На обочине я вижу автобус, куда как раз заходят пассажиры, и поспешно пристраиваюсь в конец очереди. Оплатив проезд, я плетусь в салон и берусь за поручень, попутно поправляя панчхан от миссис Ким. Когда автобус дергается вперед, я напрягаюсь, чтобы удержать равновесие, но сумкой все равно попадаю по человеку на ближайшем сидении.
— Простите! — морщусь я. Тот поднимает голову.
Это он! Тот парень из караоке-бара!
— Что ты здесь делаешь? — вырывается у меня, хотя ответ кажется очевидным: едет в автобусе. — То есть, ты вроде бы говорил, что у тебя нет денег?
Он показывает билет на одну поездку.
— А что насчет тебя? Закончила работать? — Он замолкает на секунду, а затем на его идеальных губах появляется легкая усмешка. — Или ты меня преследуешь?
Я возмущенно фыркаю:
— Я не…
— Вы будете садиться? — Какая-то женщина похлопывает меня по плечу, указывая на место за парнем.
— А, нет. — Я отодвигаюсь назад, чтобы она смогла сесть, и теперь стою, неловко нависая над ними. Развернувшись, я прохожу в другой конец автобуса, сгорая от смущения.
Автобус тормозит возле Вест-Эйт-стрит и впускает группу студентов и пожилую кореянку, которую легко узнать по коротким седым волосам с перманентной завивкой. Студенты, судя по громким голосам и запаху курицы и пива, только что вышли из бара. Не найдя свободных мест, они занимают почти весь проход и болтают, разбившись на компании и цепляясь за поручни. Пожилую женщину, которая пытается протиснуться мимо, никто из них не замечает.

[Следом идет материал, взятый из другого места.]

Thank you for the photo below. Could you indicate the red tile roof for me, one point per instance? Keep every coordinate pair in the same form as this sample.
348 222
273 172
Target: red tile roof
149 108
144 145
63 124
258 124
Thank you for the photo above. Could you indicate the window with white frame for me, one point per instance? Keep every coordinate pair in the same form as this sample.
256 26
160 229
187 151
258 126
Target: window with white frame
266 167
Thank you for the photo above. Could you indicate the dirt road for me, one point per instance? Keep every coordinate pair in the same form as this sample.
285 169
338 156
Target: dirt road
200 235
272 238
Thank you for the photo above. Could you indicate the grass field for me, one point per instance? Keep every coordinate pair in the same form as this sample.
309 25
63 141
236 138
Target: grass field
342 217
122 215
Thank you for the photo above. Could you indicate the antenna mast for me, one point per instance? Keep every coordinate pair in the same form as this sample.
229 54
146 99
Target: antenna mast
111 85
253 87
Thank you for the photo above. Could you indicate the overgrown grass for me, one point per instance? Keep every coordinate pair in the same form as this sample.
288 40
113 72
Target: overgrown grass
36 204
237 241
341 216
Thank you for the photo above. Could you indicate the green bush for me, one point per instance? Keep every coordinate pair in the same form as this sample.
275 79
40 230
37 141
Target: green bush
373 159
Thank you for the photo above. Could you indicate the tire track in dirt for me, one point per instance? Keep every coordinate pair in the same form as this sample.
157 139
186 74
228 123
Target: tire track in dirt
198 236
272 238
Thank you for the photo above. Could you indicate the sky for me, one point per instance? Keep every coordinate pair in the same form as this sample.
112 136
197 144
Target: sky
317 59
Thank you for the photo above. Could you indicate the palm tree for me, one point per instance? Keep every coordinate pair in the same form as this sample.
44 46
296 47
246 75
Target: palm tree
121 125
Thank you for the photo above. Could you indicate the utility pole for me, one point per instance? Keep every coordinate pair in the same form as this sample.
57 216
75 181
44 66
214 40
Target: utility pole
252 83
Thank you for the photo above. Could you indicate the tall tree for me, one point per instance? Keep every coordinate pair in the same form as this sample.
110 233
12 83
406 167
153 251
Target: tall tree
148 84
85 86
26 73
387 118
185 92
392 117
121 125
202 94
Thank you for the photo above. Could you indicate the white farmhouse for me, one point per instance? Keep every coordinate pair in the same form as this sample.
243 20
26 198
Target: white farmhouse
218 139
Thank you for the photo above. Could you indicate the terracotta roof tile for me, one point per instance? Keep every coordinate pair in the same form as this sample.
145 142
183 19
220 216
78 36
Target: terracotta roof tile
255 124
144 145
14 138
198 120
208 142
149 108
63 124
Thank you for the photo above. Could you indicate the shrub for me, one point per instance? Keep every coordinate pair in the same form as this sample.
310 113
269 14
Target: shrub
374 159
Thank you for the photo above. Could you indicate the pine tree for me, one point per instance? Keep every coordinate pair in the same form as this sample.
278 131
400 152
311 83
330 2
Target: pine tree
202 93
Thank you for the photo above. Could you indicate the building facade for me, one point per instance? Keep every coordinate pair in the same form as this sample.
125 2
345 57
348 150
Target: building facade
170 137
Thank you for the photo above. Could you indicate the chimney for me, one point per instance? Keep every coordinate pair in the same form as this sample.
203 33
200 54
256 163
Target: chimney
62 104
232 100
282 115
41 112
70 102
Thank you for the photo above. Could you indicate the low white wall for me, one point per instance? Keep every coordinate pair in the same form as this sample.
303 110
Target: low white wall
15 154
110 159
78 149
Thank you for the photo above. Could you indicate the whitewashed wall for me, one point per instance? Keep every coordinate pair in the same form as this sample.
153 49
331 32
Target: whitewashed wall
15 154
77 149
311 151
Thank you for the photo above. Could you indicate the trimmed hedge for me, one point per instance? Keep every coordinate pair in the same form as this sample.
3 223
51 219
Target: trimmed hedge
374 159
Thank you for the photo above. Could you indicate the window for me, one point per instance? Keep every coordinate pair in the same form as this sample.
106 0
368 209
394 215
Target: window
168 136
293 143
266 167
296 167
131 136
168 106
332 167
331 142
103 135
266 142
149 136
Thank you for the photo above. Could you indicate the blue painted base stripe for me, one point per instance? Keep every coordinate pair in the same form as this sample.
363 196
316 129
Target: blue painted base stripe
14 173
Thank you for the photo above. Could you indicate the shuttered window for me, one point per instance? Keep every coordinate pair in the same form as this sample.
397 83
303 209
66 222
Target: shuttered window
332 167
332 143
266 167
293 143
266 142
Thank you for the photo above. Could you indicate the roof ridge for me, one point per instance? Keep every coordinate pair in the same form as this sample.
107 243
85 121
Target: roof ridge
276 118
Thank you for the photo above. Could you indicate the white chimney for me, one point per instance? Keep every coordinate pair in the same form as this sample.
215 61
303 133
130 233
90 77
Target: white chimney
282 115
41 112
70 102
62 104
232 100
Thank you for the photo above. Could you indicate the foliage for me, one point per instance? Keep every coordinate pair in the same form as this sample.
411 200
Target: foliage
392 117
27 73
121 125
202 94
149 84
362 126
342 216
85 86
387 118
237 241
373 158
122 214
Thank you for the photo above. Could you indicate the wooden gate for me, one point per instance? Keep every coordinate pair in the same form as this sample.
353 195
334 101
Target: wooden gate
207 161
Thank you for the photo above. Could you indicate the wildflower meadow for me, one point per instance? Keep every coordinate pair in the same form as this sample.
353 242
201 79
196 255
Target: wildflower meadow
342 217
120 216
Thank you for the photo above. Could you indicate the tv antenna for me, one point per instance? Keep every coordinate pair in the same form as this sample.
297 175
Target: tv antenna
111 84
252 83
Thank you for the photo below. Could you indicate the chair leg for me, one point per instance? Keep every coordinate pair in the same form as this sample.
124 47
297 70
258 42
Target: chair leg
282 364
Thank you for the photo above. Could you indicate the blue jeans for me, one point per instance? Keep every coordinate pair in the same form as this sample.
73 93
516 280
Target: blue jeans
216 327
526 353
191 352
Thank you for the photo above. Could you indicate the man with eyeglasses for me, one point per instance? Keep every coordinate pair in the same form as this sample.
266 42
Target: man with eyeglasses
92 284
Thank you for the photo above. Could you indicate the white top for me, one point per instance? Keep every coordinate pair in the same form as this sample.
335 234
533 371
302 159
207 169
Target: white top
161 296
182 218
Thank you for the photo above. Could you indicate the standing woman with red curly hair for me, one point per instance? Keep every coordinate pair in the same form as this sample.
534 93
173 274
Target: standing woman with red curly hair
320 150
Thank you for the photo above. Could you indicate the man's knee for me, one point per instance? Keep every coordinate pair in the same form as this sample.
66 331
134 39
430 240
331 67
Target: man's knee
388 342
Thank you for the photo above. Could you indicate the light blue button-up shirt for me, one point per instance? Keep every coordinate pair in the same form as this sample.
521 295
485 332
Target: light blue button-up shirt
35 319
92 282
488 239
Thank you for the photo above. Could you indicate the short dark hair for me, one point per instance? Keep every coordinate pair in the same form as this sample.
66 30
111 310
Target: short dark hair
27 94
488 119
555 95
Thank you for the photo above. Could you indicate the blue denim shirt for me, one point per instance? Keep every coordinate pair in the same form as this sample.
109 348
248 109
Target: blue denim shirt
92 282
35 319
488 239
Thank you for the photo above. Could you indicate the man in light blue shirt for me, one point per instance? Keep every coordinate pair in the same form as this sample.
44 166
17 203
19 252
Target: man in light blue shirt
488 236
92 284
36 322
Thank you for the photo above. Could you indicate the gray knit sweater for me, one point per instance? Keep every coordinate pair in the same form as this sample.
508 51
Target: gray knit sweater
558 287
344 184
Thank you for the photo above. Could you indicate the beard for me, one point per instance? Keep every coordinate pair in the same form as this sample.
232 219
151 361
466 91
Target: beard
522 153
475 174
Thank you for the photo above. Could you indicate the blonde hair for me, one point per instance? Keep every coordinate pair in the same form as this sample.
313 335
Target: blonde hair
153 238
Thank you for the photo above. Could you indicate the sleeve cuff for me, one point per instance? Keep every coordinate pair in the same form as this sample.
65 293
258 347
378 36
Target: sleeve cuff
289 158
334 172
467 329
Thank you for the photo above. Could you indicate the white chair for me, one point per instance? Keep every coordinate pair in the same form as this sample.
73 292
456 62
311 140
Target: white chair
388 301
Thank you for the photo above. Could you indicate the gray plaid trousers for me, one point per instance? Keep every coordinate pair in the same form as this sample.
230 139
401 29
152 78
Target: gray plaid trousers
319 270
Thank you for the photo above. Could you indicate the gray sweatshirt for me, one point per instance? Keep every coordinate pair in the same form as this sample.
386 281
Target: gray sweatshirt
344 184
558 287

Когда автобус отъезжает от тротуара, на лице женщины мелькает страх: она все еще старается пробраться вперед, но до поручней не достает. Вдруг колесо попадает в ямку, и женщина теряет равновесие.

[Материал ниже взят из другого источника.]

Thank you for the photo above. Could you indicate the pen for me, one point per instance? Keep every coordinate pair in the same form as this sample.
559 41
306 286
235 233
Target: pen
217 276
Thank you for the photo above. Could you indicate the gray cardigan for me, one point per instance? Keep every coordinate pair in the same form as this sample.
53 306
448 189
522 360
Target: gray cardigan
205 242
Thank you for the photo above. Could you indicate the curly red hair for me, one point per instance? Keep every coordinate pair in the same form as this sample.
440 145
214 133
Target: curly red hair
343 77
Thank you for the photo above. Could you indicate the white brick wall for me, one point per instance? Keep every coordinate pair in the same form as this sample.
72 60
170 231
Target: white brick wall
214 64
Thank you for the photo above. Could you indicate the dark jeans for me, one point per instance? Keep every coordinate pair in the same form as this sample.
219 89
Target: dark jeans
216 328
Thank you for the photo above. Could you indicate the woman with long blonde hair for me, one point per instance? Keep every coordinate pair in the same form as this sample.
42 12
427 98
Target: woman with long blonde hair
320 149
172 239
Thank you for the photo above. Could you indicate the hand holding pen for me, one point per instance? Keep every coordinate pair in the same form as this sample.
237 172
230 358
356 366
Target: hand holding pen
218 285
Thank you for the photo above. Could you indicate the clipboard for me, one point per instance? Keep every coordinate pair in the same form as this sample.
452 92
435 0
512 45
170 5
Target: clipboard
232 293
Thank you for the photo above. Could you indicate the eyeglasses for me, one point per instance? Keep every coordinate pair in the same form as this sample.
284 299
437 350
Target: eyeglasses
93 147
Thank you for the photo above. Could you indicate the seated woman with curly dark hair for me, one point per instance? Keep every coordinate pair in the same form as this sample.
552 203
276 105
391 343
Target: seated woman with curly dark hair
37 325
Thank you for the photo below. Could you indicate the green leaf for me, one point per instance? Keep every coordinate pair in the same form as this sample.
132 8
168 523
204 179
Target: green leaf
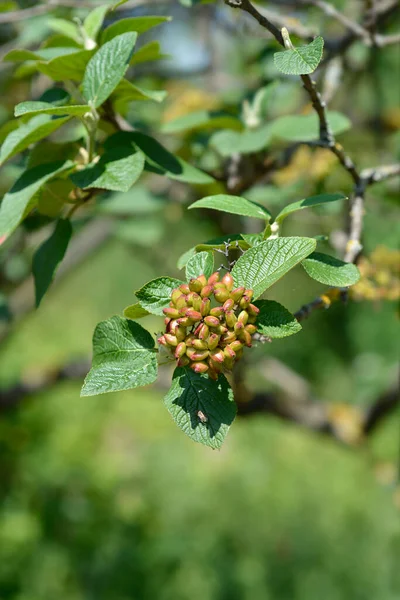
330 270
261 266
156 294
192 396
305 128
22 197
124 357
137 24
106 68
274 320
117 170
71 66
148 52
228 142
200 264
93 22
48 256
307 203
32 108
36 129
135 311
203 119
234 205
66 28
302 60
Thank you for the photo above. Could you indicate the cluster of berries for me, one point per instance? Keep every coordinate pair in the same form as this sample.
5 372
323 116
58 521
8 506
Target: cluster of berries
208 323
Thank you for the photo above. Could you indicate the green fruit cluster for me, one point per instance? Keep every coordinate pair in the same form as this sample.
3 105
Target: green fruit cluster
208 323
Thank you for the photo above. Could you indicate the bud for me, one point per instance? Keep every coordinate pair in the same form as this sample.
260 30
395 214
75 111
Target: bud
205 306
211 321
217 311
221 295
195 285
237 293
228 305
183 362
171 339
228 281
213 341
230 319
206 291
251 329
236 346
199 367
217 355
180 350
171 312
199 344
253 310
204 332
214 278
243 317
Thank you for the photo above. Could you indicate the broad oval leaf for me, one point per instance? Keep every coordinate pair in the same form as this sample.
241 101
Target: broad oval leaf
330 270
135 311
308 203
200 264
48 257
204 409
117 170
22 197
124 357
263 265
36 129
302 60
234 205
156 294
106 68
305 128
274 320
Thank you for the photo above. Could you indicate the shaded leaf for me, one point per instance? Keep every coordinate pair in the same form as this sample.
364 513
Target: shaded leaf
302 60
274 320
261 266
191 394
330 270
156 294
234 205
48 256
106 68
124 357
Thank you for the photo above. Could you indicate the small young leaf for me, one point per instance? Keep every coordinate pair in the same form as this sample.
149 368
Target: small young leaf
106 68
307 203
330 270
137 24
117 170
261 266
302 60
200 264
305 128
32 108
156 294
204 409
234 205
22 197
93 22
36 129
274 320
124 357
135 311
48 256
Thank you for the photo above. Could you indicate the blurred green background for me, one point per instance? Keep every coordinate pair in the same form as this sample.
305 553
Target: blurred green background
103 498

— Осторожно!.. — бросаюсь я вперед.
Но парень из караоке-бара успевает поймать ее за руку.
— Хальмони[13], — обращается он к ней по-корейски, — вы в порядке?

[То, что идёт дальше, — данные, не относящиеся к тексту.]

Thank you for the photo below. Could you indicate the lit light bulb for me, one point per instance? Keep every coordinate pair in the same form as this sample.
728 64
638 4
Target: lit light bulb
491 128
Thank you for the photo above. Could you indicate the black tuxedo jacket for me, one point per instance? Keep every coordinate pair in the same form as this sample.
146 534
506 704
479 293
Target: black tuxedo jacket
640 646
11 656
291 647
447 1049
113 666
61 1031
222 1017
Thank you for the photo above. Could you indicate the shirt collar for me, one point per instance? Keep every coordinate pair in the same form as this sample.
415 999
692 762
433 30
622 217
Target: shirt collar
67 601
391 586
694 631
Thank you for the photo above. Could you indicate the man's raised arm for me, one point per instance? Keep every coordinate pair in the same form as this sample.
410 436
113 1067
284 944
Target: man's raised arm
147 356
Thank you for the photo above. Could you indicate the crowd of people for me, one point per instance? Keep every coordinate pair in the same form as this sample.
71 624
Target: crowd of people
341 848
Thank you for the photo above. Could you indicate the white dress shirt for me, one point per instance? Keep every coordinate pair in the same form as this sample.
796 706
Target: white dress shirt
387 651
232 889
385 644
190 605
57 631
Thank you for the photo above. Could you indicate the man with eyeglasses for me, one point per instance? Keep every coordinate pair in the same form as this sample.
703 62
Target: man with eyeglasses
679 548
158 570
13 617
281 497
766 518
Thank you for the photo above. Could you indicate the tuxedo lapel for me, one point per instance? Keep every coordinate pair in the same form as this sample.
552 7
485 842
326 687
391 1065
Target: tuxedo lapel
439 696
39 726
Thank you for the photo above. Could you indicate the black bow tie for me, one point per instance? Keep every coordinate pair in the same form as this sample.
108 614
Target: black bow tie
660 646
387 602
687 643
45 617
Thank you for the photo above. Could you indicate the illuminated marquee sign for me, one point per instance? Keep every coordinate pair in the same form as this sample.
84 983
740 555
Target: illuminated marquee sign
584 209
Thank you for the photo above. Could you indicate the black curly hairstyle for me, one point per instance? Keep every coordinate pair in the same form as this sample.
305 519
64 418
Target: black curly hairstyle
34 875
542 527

От его вида у женщины чуть дрожат губы, но она кивает, подтверждая, что не пострадала. Парень провожает ее к месту у окна, где до этого сидел сам, и указывает туда:
— Прошу, садитесь.
Женщина опускается на сиденье и благодарно похлопывает парня по руке, выражая похвалу на корейский манер.
Я отвожу взгляд. Сердце колотится в груди: она же могла упасть. Если бы парень не заметил ее и сразу не решил уступить место, если бы не его рефлексы, позволившие вовремя ее поймать, она бы упала.
Поручень справа от меня скрипит, когда на него ложится чья-то рука.
Я с любопытством вглядываюсь в окно, когда автобус окольным путем объезжает улицу с рядами рыночных палаток.
Парень из караоке-бара, стоящий рядом со мной, тоже заинтересованно наклоняется вперед.
— Что там происходит?
После истории со спасением хальмони мое отношение к нему смягчилось, поэтому я решаю проявить щедрость.
— Ежегодный корейский фестиваль Лос-Анджелеса. Похоже, некоторые дороги перекрыли.
Парень хмурится, и до меня доходит: если он не отсюда, то может не знать окрестностей.
— Куда тебе нужно добраться?
— Я не уверен.
— Что ты имеешь в виду? — Я хмурюсь.
— Я в бегах.
Я жду, что он усмехнется, но его лицо остается серьезным и немного печальным.
— От бандитов? — уточняю я абсолютно невозмутимым тоном и с удовлетворением вижу, как он улыбается.
— От… — улыбка несколько угасает, — чэгимгам. Как это по-английски?
— Ответственность.
У этого слова множество значений — по крайней мере, для корейской диаспоры: от обязанности выносить мусор до необходимости вести себя так, чтобы не опозорить семью. Я гадаю, что же из всего этого он имел в виду, пока разглядываю его отражение в окне.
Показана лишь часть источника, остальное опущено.